---
title: "Los Alamos"
slug: "los-alamos"
board: "6×6"
players: "2"
parent: "moddable-chess"
order: 31
win: "Checkmate"
special: "First computer chess (1956). 6x6 board, no Bishops, no castling."
---

## Los Alamos

The first chess variant ever played by a computer (1956, MANIAC I at Los Alamos National Laboratory). A 6×6 board with no Bishops and no castling.


{{svg:los-alamos-board.svg "Los Alamos Chess — starting position (6×6)"}}

### Setup

**Board:** 6×6 (six files, six ranks).

**Setup (FEN):** `rnqknr/pppppp/6/6/PPPPPP/RNQKNR`

Each side: Rook, Knight, Queen, King, Knight, Rook (+ 6 pawns).
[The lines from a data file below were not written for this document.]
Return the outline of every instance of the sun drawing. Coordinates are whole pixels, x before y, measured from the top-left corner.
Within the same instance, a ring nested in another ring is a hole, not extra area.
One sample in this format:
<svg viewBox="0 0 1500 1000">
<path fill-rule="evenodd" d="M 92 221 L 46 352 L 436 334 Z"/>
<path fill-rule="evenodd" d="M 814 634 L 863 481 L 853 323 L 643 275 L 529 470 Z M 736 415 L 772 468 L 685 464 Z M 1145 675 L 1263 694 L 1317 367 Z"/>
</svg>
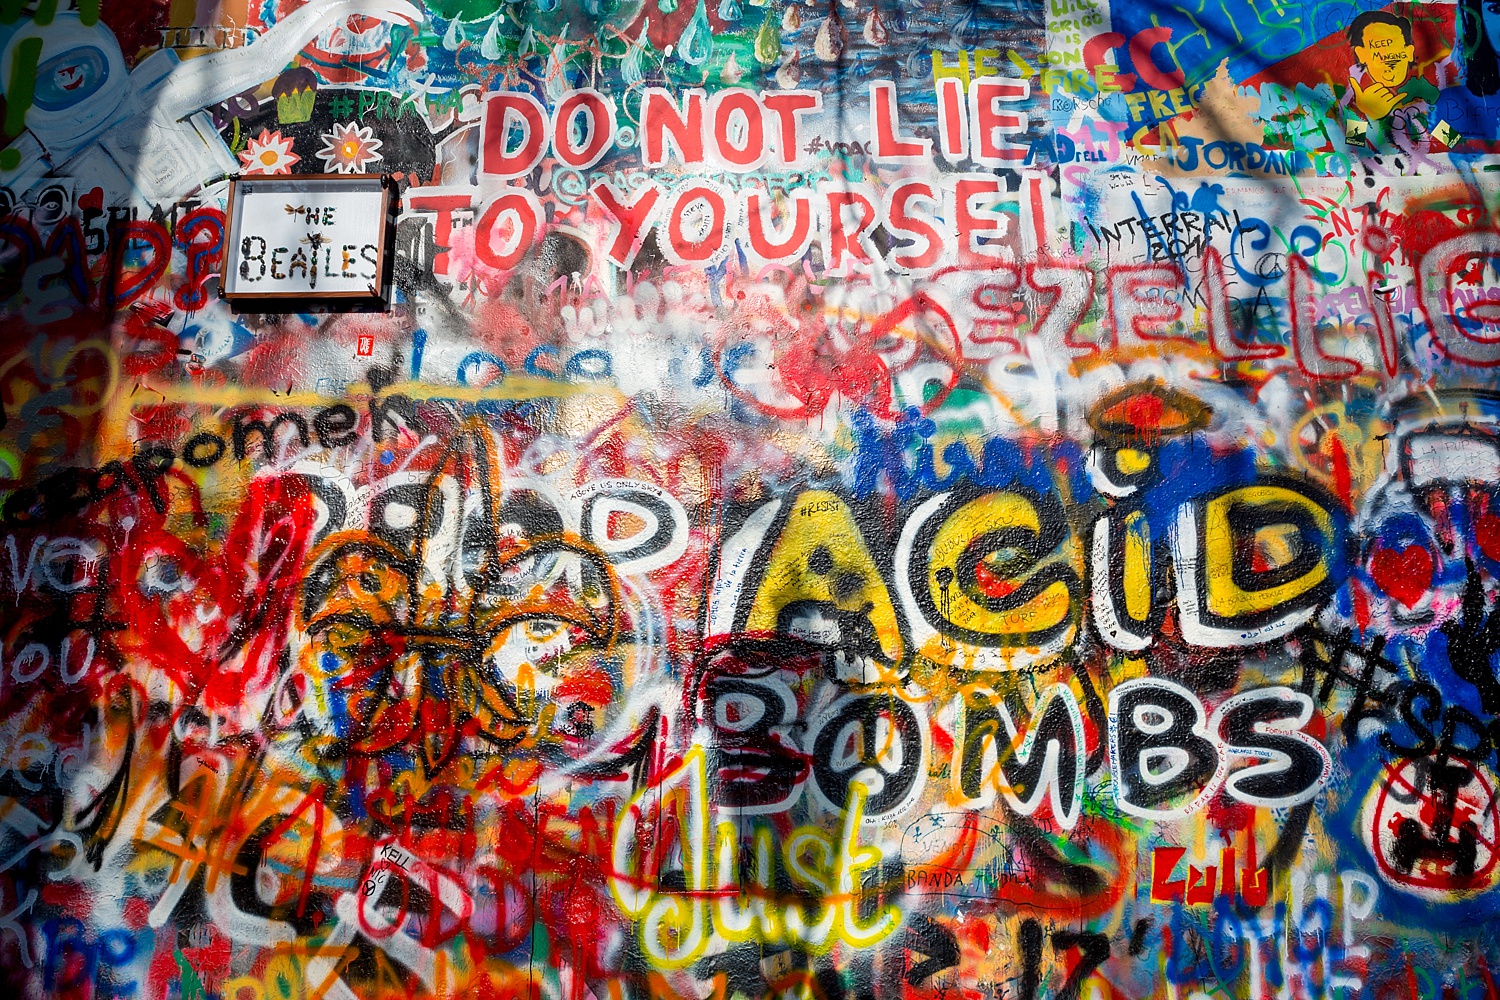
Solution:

No Bishops.

### Rules

- Standard chess movement for all pieces (Rooks, Knights, Queen, King, Pawns).
- No Bishops exist in this variant.
- No castling.
- Pawns move one square forward only (no double-step from starting rank).
- No en passant (since there's no double-step).
- Pawns promote on the far rank to Queen, Rook, or Knight (no Bishop promotion since Bishops don't exist).

### Win Condition

Checkmate or stalemate the opponent (stalemate is a loss in Los Alamos rules).

### Strategy

Without Bishops, there are no long-range diagonal attackers. Knights become relatively more powerful since the board is smaller (fewer moves to cross). The Queen is overwhelmingly strong on a 6×6 board — trade it only for the opposing Queen. Games are short and tactical. The smaller board means Kings have fewer escape squares, making endgame mating patterns easier.

### Attribution

Paul Stein and Mark Wells, Los Alamos National Laboratory, 1956. Public domain.